7 Replies Latest reply: Jun 22, 2012 6:02 PM by Barbara Boehmer RSS

    How does ACCUM work?

    Gwydion
      Hi there,

      I have a problem understanding how ACCUM works. We are using a text index over XML documents and want to apply a very simple relevance weighting based on occurences within a certain tag. For example, if TAG1 has a weight of 10, each occurrence in TAG1 should add 10 to the score. We have 13 Tags that should be weighted and multiple occurences in different tags should be cumulated. So 3 occurences in TAG1 (weight 10) and one occurence in TAG2 (weight 7) should result in a score of 37.

      Just searching in TAG1 works as expected:
      ( DEFINESCORE( foo, OCCURRENCE ) WITHIN TAG1 ) * 10
      Three occurences score 30.

      Just searching in TAG2 works also as expected. One occurence scores 7. However, when I combine both searches
      (( DEFINESCORE( foo, OCCURRENCE ) WITHIN TAG1 ) * 10) ACCUM (( DEFINESCORE( foo, OCCURRENCE ) WITHIN TAG2 ) * 7)
      the score is 61 instead of 37. More interestingly, including all 13 tags (of which most do not contain the search word) lowers the score again.

      I ended up with searches where two documents containing completely different occurrences of a search word got exactly the same score.
        • 1. Re: How does ACCUM work?
          Roger Ford-Oracle
          ACCUM is designed to score higher the more terms that match. It does this by "bucketing" the results

          So if I do "a ACCUM b ACCUM c" then a match on just one of those terms will score in the range 1-33, two of them will score in the range 34-66 and all three will score in the range 67-100.

          Similarly for a ACCUM b ACCUM c ACCUM d the ranges will be 1-25, 26-50, 51-74 and 75-100.

          Within those "buckets", the actual value will be based on the number of matches and the inherent "value" of the search term (look up TF-IDF for more details)
          • 2. Re: How does ACCUM work?
            Roger Ford-Oracle
            To achieve what you want, you will need to use DEFINEMERGE as well:
            create table mytab(text varchar2(255));
            
            insert into mytab values ('
              <tag1> foo foo foo </tag1>
              <tag2> foo foo     </tag2> 
              <tag3> bar         </tag3>
            ');
            
            create index mytabindex on mytab (text) indextype is ctxsys.context
            parameters ('section group ctxsys.auto_section_group');
            
            select score(1) from mytab where contains(text, '
            DEFINEMERGE 
                 ( ( ( (DEFINESCORE( foo, OCCURRENCE) WITHIN tag1) *10 ), 
                     ( (DEFINESCORE( foo, OCCURRENCE) WITHIN tag2) *7  ),
                     ( (DEFINESCORE( foo, OCCURRENCE) WITHIN tag3) *5  ) ), 
                   OR, ADD )
            ',1 ) > 0;
            This will score 44: 30 points from three occurrences in tag1, 14 points from two occurrences in tag2 and nothing from tag3.

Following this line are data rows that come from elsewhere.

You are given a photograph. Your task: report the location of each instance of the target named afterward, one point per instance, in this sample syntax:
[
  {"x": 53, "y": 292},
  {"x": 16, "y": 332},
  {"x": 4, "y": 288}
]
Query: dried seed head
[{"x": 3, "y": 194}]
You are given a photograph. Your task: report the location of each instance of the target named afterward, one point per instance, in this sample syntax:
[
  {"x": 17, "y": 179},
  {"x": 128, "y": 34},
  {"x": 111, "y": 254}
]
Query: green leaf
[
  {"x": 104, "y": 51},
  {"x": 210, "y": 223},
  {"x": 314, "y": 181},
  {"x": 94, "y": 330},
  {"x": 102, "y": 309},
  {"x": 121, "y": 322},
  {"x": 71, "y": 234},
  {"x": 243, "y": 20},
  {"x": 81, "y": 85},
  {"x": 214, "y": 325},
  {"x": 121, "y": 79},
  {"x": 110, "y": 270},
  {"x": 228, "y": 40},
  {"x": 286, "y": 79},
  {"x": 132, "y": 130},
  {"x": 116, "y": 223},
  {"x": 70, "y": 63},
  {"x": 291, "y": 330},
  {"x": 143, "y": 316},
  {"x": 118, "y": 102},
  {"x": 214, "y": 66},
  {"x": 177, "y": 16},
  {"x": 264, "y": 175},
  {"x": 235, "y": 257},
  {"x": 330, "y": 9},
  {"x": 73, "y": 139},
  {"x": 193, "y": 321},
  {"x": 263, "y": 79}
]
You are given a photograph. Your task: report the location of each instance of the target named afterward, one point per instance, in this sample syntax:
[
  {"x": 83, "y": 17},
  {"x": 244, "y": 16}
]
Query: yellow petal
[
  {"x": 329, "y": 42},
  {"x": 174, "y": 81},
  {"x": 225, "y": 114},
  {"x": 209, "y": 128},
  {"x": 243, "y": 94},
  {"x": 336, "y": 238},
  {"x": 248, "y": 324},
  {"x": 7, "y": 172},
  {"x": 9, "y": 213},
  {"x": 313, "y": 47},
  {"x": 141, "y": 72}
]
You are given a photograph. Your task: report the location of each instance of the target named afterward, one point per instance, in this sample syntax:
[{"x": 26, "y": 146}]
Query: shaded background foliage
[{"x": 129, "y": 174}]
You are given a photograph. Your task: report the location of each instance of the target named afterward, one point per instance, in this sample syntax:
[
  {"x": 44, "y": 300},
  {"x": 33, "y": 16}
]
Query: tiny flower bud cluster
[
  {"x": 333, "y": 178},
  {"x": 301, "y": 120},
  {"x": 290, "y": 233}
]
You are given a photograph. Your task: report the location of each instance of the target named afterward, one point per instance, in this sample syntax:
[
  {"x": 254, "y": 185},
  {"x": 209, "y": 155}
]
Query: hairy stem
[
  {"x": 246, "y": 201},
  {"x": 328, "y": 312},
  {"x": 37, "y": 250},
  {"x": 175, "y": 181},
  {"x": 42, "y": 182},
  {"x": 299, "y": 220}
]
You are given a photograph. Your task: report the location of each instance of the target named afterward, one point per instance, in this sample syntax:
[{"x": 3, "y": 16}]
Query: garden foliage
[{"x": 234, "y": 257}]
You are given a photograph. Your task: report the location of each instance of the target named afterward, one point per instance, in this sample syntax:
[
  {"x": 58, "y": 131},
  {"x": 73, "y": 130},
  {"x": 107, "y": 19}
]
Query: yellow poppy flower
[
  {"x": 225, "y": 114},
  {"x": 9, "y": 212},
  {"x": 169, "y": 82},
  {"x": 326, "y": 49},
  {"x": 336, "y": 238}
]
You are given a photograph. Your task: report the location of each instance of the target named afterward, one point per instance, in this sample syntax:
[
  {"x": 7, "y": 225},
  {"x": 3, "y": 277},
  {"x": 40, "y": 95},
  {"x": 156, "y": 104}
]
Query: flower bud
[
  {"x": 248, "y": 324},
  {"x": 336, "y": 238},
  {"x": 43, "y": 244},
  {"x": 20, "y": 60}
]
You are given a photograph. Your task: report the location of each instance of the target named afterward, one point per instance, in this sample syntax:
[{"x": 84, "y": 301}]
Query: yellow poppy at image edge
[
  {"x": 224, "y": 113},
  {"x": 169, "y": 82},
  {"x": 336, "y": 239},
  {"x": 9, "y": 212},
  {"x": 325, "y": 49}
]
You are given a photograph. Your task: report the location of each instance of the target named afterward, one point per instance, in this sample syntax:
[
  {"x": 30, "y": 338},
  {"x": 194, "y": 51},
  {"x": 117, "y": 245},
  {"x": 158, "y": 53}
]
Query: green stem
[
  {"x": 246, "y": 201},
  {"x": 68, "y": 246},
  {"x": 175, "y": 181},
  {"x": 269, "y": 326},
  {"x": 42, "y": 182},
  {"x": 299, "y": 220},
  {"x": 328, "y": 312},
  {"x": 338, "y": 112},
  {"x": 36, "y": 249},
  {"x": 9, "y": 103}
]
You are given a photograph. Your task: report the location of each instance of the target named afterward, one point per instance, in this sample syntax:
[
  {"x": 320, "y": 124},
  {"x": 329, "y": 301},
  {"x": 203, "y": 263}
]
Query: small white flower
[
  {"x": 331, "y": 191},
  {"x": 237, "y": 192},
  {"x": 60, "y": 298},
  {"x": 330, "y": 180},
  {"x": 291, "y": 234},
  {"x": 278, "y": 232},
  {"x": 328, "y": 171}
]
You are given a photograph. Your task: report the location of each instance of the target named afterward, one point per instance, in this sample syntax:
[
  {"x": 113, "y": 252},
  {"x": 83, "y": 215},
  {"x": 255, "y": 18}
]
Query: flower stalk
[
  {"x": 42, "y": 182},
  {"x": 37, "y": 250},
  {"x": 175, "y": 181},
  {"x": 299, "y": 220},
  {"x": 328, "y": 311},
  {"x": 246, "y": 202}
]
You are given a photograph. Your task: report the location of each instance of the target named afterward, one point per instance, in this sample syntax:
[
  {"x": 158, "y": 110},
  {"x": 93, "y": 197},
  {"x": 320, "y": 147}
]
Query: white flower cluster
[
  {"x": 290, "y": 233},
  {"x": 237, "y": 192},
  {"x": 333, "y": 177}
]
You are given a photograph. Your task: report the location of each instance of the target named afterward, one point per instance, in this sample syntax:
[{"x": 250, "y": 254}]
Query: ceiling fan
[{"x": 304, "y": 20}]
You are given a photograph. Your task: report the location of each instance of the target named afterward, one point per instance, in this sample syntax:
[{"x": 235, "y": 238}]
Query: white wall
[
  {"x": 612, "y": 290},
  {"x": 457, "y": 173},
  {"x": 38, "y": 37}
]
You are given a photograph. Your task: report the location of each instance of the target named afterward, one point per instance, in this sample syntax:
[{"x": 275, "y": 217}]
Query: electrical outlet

            Edited - please note that if you received a notification based on my first attempt, the code there is simply wrong. I used AND rather than OR in the DEFINEMERGE, and a syntax error had crept in when I made a change but didn't properly test it.

            Edited by: Roger Ford on Jun 21, 2012 3:03 AM
            • 3. Re: How does ACCUM work?
              Gwydion
              Thanks a lot!
              • 4. Re: How does ACCUM work?
                Gwydion
                I still have another question: Is it possible to use the "AND NOT" operator with DEFINEMERGE?
                • 5. Re: How does ACCUM work?
                  Roger Ford-Oracle
                  You can certainly add a NOT clause to query which uses DEFINEMERGE:
                  select score(1) from mytab where contains(text, '
                  DEFINEMERGE 
                       ( ( ( (DEFINESCORE( foo, OCCURRENCE) WITHIN tag1) *10 ), 
                           ( (DEFINESCORE( foo, OCCURRENCE) WITHIN tag2) *7  ),
                           ( (DEFINESCORE( foo, OCCURRENCE) WITHIN tag3) *5  ) ), 
                         OR, ADD )
                  NOT (baz within tag4)
                  ',1 ) > 0;
                  Does that answer it?
                  • 6. Re: How does ACCUM work?
                    Gwydion
                    Yes and no :-)
                    The background of my question is that we want to extend the search component of our application with an optional score ranking. The component itself is already rather complex. We currently support an arbitrarily complex search tree (with AND, OR, ANDNOT), many operators for the leaf nodes (ANY, ALL, PHRASE, NEAR, WITH...), truncation, synonyms, hierarchical searches and so on.
                    Now we have the requirement to extend this with weigthed ranking. Now I'm asking myself what is the minimal invasive way to do that? For example, a non-leaf node in our search expression tree simply results in <left expression><operator><right expression>. I thought that for a ranked query I could replace that with something like DEFINEMERGE( ( <left expression>, <right expression> ), <operator>, ADD). However, NOT is not supported that way. Of course I know that it doesn't make sense to determine the score of a negated expression. I just wanted to handle all operators in a generic way without the need for a special case for NOT expressions.
                    But maybe its about time for a fundamental refactoring of our search engine. We are currently at a point where adding features like scoring is going to break a lot of things. Do you know of any resources (papers, books, etc.) which cover fundamental principles of building flexible and extensible search components? Something oracle-related would be best, but something generic would do.
                    • 7. Re: How does ACCUM work?
                      Barbara Boehmer
                      I usually prefer to use a function to format the search string. I make sure that the function has default values for any nulls. In the following demonstration, I added some data to Roger's example, created a function that accepts four sets of words/phrases, tags, and weights, and one operator, with default values, and builds the search string. I then demonstrated what the function returns, based on some sample values for the variables, then usage of the function in a query. I made the NOT part of the words/phrases variables, but you could separate that into four separate variables as well.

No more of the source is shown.